Poole C
Am J Epidemiol. 1986 Feb;123(2):352-8. doi: 10.1093/oxfordjournals.aje.a114244.
Efficient control of confounding is well recognized as a legitimate motive for restriction, matching, and conditional analysis in case-control studies. Some investigators, however, have advocated use of the same techniques for another purpose: to achieve a balance of "opportunity" or "potential" for past exposure between cases and controls.
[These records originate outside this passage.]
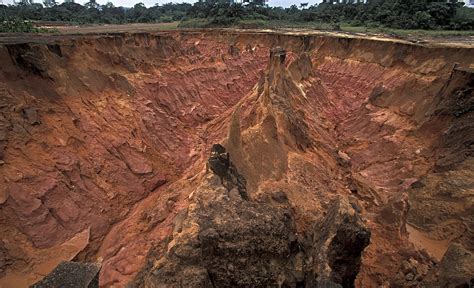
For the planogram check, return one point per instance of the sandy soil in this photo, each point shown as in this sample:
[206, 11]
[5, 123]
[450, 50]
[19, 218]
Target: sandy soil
[449, 41]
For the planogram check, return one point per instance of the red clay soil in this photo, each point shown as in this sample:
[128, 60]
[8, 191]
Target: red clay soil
[104, 137]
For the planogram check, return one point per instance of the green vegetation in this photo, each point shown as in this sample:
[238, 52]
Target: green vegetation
[16, 25]
[377, 15]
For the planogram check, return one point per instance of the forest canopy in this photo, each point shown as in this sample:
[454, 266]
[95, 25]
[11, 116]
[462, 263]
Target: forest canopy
[399, 14]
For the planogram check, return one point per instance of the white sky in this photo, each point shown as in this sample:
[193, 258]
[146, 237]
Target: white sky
[148, 3]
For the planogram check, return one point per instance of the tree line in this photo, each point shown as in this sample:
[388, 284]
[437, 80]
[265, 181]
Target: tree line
[400, 14]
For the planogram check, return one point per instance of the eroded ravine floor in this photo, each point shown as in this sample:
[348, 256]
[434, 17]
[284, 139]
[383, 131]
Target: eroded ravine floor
[127, 121]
This paper shows that disparities of exposure opportunity between cases and controls exert no bias on estimates of the incidence rate ratio. The precision of rate ratio estimates is lessened when case-control studies are reduced in size by the exclusion of people with no opportunity for exposure. Matching and conditional analysis with respect to indicators of exposure opportunity also reduce precision without enhancing validity. Such indicators, which are correlates of exposure but not determinants of disease, are not confounders; therefore, they do not need to be controlled in the design or analysis of case-control studies.
在病例对照研究中,有效控制混杂因素被公认为是进行限制、匹配和条件分析的合理动机。然而,一些研究者主张将这些相同的技术用于另一个目的:在病例组和对照组之间实现过去暴露的“机会”或“可能性”的平衡。本文表明,病例组和对照组之间的暴露机会差异不会对发病率比的估计产生偏差。当通过排除没有暴露机会的人来缩小病例对照研究的规模时,发病率比估计的精度会降低。针对暴露机会指标进行匹配和条件分析也会降低精度,而不会提高有效性。这些指标是暴露的相关因素,但不是疾病的决定因素,不是混杂因素;因此,在病例对照研究的设计或分析中不需要对它们进行控制。